1 Airlines Concentrate On Biofuel Trials Gather Momentum
julia384053060 edited this page 2025-01-18 02:25:42 +08:00


It's bad enough for some prop airplanes to be referred to as being powered by elastic band. Now the skeptics could begin having a dig at industrial aircraft flying on everything from cooking oil to liquefied algae.

With the civil air travel industry under increasing pressure from rising oil costs and environmental legislation, the race is on to find practical alternatives to traditional kerosene and these so far appear to come down to numerous kinds of biofuel.

Not surprisingly, the first trials of alternative fuel were started by British aviation leader, Sir Richard Branson, whose Virgin Atlantic started London to Amsterdam flights with limited biofuel usage in 2008. This was quickly followed by Lufthansa and Air New Zealand who each used different blends of regular fuel and bio derivatives consisting of some from made from which can grow in soil considered too bad for growing mainstream foodstuffs.

Jatropha is a genus of roughly 175 succulent plants, shrubs and trees (some are deciduous, like Jatropha curcas), from the household Euphorbiaceae.

In 2007 Goldman Sachs mentioned Jatropha curcas as one of the very best prospects for future biodiesel production.
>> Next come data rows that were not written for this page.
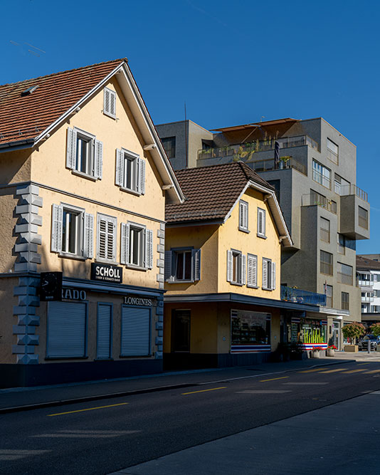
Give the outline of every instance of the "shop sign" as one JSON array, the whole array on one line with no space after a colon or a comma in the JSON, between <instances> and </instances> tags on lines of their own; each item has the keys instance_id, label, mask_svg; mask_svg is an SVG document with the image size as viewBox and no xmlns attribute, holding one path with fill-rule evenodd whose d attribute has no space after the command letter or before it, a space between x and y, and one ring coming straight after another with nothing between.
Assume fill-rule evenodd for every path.
<instances>
[{"instance_id":1,"label":"shop sign","mask_svg":"<svg viewBox=\"0 0 380 475\"><path fill-rule=\"evenodd\" d=\"M93 262L91 263L91 279L121 283L122 282L122 267Z\"/></svg>"},{"instance_id":2,"label":"shop sign","mask_svg":"<svg viewBox=\"0 0 380 475\"><path fill-rule=\"evenodd\" d=\"M139 297L138 296L125 296L124 303L125 305L137 305L140 307L152 307L152 299Z\"/></svg>"},{"instance_id":3,"label":"shop sign","mask_svg":"<svg viewBox=\"0 0 380 475\"><path fill-rule=\"evenodd\" d=\"M75 288L63 288L62 298L73 301L85 301L87 298L85 291L77 291Z\"/></svg>"}]
</instances>

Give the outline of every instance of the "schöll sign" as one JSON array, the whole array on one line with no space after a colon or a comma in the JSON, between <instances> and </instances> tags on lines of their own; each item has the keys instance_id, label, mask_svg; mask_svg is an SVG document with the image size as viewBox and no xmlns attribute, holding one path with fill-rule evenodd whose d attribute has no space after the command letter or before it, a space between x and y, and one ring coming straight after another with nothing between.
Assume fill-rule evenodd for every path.
<instances>
[{"instance_id":1,"label":"sch\u00f6ll sign","mask_svg":"<svg viewBox=\"0 0 380 475\"><path fill-rule=\"evenodd\" d=\"M122 267L93 262L91 263L91 279L121 283L122 282Z\"/></svg>"}]
</instances>

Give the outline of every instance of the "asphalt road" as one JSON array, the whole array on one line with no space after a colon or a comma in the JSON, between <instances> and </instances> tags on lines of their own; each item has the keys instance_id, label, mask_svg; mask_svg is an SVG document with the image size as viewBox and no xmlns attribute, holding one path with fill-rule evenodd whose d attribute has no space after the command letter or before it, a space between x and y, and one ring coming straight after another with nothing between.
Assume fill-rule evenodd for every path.
<instances>
[{"instance_id":1,"label":"asphalt road","mask_svg":"<svg viewBox=\"0 0 380 475\"><path fill-rule=\"evenodd\" d=\"M350 362L0 417L0 474L109 474L380 390Z\"/></svg>"}]
</instances>

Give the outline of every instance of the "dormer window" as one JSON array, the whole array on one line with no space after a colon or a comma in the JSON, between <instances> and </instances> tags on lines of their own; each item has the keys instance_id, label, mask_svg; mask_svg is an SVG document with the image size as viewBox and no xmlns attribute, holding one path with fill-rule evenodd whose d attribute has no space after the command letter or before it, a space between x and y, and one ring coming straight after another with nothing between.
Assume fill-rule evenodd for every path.
<instances>
[{"instance_id":1,"label":"dormer window","mask_svg":"<svg viewBox=\"0 0 380 475\"><path fill-rule=\"evenodd\" d=\"M116 118L116 93L108 88L104 88L103 113Z\"/></svg>"}]
</instances>

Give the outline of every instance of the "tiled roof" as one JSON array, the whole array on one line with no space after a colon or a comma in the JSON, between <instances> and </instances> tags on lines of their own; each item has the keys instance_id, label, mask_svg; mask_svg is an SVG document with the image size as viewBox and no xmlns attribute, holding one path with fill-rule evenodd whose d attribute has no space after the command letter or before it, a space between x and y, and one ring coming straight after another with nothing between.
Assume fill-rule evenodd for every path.
<instances>
[{"instance_id":1,"label":"tiled roof","mask_svg":"<svg viewBox=\"0 0 380 475\"><path fill-rule=\"evenodd\" d=\"M124 59L0 85L0 145L34 139ZM21 93L38 88L28 95Z\"/></svg>"},{"instance_id":2,"label":"tiled roof","mask_svg":"<svg viewBox=\"0 0 380 475\"><path fill-rule=\"evenodd\" d=\"M371 269L380 269L380 262L369 259L367 257L357 256L357 269L363 269L370 271Z\"/></svg>"},{"instance_id":3,"label":"tiled roof","mask_svg":"<svg viewBox=\"0 0 380 475\"><path fill-rule=\"evenodd\" d=\"M243 162L176 172L186 197L181 204L167 204L168 223L220 219L228 213L248 181L273 190Z\"/></svg>"}]
</instances>

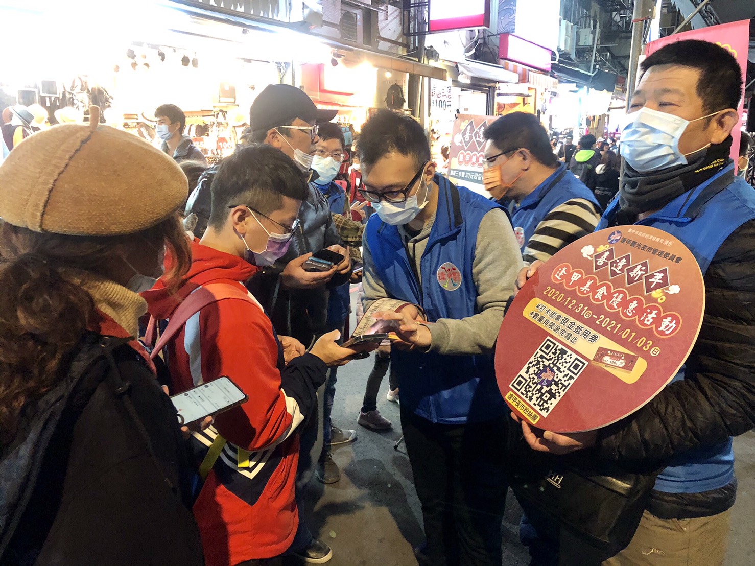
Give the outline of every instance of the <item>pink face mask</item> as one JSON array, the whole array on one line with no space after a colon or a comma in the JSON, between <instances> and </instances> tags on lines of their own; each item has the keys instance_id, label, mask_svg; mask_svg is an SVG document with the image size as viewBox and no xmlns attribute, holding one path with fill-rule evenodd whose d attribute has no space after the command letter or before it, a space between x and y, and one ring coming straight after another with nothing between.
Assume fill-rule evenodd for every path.
<instances>
[{"instance_id":1,"label":"pink face mask","mask_svg":"<svg viewBox=\"0 0 755 566\"><path fill-rule=\"evenodd\" d=\"M244 241L244 245L247 249L247 257L246 260L250 263L254 263L257 266L272 266L276 263L277 260L285 255L285 253L288 251L288 247L291 245L291 234L276 234L275 232L270 232L267 229L262 226L262 223L257 219L257 215L249 210L249 214L251 214L252 217L257 220L257 223L265 231L267 234L267 243L265 245L265 249L262 251L254 251L249 248L249 246L246 243L246 240L242 238ZM249 257L249 254L251 254L251 257Z\"/></svg>"}]
</instances>

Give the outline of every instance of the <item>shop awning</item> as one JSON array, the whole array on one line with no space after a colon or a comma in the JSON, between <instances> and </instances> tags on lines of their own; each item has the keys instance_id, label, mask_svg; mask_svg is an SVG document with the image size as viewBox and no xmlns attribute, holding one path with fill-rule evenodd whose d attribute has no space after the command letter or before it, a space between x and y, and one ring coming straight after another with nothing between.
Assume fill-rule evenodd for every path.
<instances>
[{"instance_id":1,"label":"shop awning","mask_svg":"<svg viewBox=\"0 0 755 566\"><path fill-rule=\"evenodd\" d=\"M519 75L516 72L507 71L499 65L466 59L463 62L457 62L456 66L459 72L469 77L477 77L494 82L519 82Z\"/></svg>"},{"instance_id":2,"label":"shop awning","mask_svg":"<svg viewBox=\"0 0 755 566\"><path fill-rule=\"evenodd\" d=\"M190 14L207 20L207 23L211 22L217 23L224 23L246 29L256 29L260 31L269 32L281 32L289 34L289 42L295 47L299 44L300 48L307 49L307 46L311 46L313 42L318 42L320 45L328 48L337 49L347 54L347 60L359 63L367 61L377 67L382 67L396 72L408 72L420 76L430 77L441 81L447 80L448 74L445 69L436 67L431 65L426 65L408 57L402 57L396 55L388 55L384 53L374 51L371 49L358 47L357 45L344 41L337 41L316 33L304 32L301 31L301 27L295 24L278 22L274 20L261 18L249 14L235 15L226 11L220 11L217 7L208 6L208 8L197 6L191 2L182 2L182 0L168 0L168 4L172 4L179 8L182 11ZM211 25L208 26L211 28ZM186 30L176 30L186 31ZM222 34L222 32L219 32ZM217 33L212 35L217 35ZM239 36L236 36L232 41L238 42ZM270 57L269 55L266 58L270 60L279 60ZM288 57L279 60L290 60ZM325 63L325 61L322 61Z\"/></svg>"}]
</instances>

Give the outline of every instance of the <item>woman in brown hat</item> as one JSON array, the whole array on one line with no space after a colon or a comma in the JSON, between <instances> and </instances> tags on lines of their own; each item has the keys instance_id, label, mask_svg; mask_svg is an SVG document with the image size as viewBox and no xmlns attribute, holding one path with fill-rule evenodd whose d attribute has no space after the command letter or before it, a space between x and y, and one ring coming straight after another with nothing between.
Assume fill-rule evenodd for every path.
<instances>
[{"instance_id":1,"label":"woman in brown hat","mask_svg":"<svg viewBox=\"0 0 755 566\"><path fill-rule=\"evenodd\" d=\"M54 126L0 166L0 563L201 564L176 411L134 292L190 264L186 179L137 137Z\"/></svg>"}]
</instances>

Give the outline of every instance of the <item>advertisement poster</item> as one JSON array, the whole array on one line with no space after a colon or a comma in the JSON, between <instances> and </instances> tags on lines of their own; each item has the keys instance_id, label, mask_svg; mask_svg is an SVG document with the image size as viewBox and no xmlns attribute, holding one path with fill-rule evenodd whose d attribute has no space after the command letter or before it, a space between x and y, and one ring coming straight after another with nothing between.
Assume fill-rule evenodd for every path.
<instances>
[{"instance_id":1,"label":"advertisement poster","mask_svg":"<svg viewBox=\"0 0 755 566\"><path fill-rule=\"evenodd\" d=\"M571 244L541 266L504 319L498 388L539 429L606 426L676 374L705 308L692 252L656 228L622 226Z\"/></svg>"},{"instance_id":2,"label":"advertisement poster","mask_svg":"<svg viewBox=\"0 0 755 566\"><path fill-rule=\"evenodd\" d=\"M451 181L485 196L489 194L482 184L485 128L496 118L460 114L451 136Z\"/></svg>"},{"instance_id":3,"label":"advertisement poster","mask_svg":"<svg viewBox=\"0 0 755 566\"><path fill-rule=\"evenodd\" d=\"M674 42L681 42L684 39L702 39L705 42L710 42L717 45L720 45L725 49L731 51L732 54L736 57L739 63L739 66L742 69L742 81L747 84L747 50L750 45L750 20L742 20L738 22L731 22L729 23L722 23L719 26L710 26L700 29L692 29L683 33L675 33L673 35L663 37L655 42L651 42L645 48L646 55L651 55L664 45ZM744 112L744 98L739 100L739 108L737 109L739 114L739 119L742 119ZM735 168L737 167L737 158L739 157L739 142L738 134L739 127L737 125L734 127L732 136L734 143L732 144L732 158L734 159ZM735 168L735 171L736 168Z\"/></svg>"}]
</instances>

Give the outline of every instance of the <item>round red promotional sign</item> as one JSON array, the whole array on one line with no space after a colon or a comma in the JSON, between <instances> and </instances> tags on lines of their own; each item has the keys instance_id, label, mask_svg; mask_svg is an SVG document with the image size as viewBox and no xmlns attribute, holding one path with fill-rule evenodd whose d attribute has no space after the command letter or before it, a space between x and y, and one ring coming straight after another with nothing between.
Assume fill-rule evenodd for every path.
<instances>
[{"instance_id":1,"label":"round red promotional sign","mask_svg":"<svg viewBox=\"0 0 755 566\"><path fill-rule=\"evenodd\" d=\"M514 299L496 346L498 387L538 429L606 426L676 374L704 309L700 267L673 235L643 226L590 234L541 266Z\"/></svg>"}]
</instances>

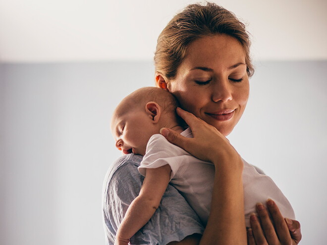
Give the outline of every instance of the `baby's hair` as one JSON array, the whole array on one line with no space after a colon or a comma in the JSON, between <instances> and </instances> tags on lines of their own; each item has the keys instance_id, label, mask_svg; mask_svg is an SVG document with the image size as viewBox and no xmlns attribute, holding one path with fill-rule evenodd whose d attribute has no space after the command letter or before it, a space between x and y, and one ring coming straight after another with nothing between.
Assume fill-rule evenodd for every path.
<instances>
[{"instance_id":1,"label":"baby's hair","mask_svg":"<svg viewBox=\"0 0 327 245\"><path fill-rule=\"evenodd\" d=\"M179 106L174 96L168 91L155 87L141 88L126 97L124 100L128 101L131 106L145 106L147 103L154 101L158 103L165 113L175 113Z\"/></svg>"}]
</instances>

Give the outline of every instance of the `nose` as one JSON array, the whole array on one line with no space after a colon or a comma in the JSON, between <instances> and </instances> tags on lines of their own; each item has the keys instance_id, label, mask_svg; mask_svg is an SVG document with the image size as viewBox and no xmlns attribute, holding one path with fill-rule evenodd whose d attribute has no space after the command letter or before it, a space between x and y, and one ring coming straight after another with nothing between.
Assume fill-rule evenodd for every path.
<instances>
[{"instance_id":1,"label":"nose","mask_svg":"<svg viewBox=\"0 0 327 245\"><path fill-rule=\"evenodd\" d=\"M123 143L121 139L116 142L116 147L119 150L121 150L121 147L123 146Z\"/></svg>"},{"instance_id":2,"label":"nose","mask_svg":"<svg viewBox=\"0 0 327 245\"><path fill-rule=\"evenodd\" d=\"M233 98L232 90L232 87L229 84L228 78L216 81L212 91L213 101L227 102L231 100Z\"/></svg>"}]
</instances>

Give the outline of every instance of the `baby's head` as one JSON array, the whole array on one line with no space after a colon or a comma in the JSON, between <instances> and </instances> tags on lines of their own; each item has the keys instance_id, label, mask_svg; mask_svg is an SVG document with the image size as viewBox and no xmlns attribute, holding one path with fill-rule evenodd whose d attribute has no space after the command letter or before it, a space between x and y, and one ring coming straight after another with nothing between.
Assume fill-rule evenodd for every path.
<instances>
[{"instance_id":1,"label":"baby's head","mask_svg":"<svg viewBox=\"0 0 327 245\"><path fill-rule=\"evenodd\" d=\"M124 154L144 155L152 135L163 127L179 125L174 97L159 88L142 88L125 97L115 109L111 123L116 147Z\"/></svg>"}]
</instances>

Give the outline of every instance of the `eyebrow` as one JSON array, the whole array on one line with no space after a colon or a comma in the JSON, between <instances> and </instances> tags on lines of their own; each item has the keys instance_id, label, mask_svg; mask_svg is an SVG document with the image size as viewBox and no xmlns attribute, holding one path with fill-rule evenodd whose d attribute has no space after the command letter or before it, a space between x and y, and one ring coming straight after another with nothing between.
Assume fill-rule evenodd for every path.
<instances>
[{"instance_id":1,"label":"eyebrow","mask_svg":"<svg viewBox=\"0 0 327 245\"><path fill-rule=\"evenodd\" d=\"M227 70L231 70L232 69L235 68L237 67L238 66L241 65L246 65L244 63L242 63L242 62L240 62L236 63L234 65L231 65L231 66L229 66L228 68L227 68ZM209 67L204 67L204 66L196 66L194 68L192 68L190 70L192 71L193 70L197 70L197 69L202 70L203 71L214 71L213 69L210 68Z\"/></svg>"}]
</instances>

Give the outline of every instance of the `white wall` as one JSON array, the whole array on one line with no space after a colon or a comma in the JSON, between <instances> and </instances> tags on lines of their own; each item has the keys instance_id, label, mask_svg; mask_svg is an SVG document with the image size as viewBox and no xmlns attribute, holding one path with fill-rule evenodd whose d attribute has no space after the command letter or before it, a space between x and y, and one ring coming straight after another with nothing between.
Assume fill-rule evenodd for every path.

It is resistant to drought and bugs, and produces seeds including 27-40% oil.

Recently, US aerospace giant Boeing, Brazilian aerial major Embraer and the Sao Paulo state Research Support Foundation moved to perform research and advancement into using biofuels to power jet airliners. It was reported that Brazilian airline companies Azul, Gol, TAM and Trip would function as tactical experts for the task.

The most recent airline to start exploring with brand-new fuels is the Alaska Air Group which has actually conducted internal US flights utilizing a mix of 80 % petroleum based fuel and 20% biofuel made from cooking oil. This mixture, it is declared, can cut damaging emissions by 10%.

One actually encouraging development has actually been the move far from biofuels which contend head on with food customers consequently preventing a price spiral. Not so long ago, a rise in use of biofuels in automobiles caused a spike in maize costs as US farmers diverted too much corn to fuel processing.

Hopefully in the future, airline companies and motorists will focus biofuel intake on non-food sources such as jatropha and algae. It would be a mixed true blessing certainly if some people ended up starving simply to please another person's green credentials.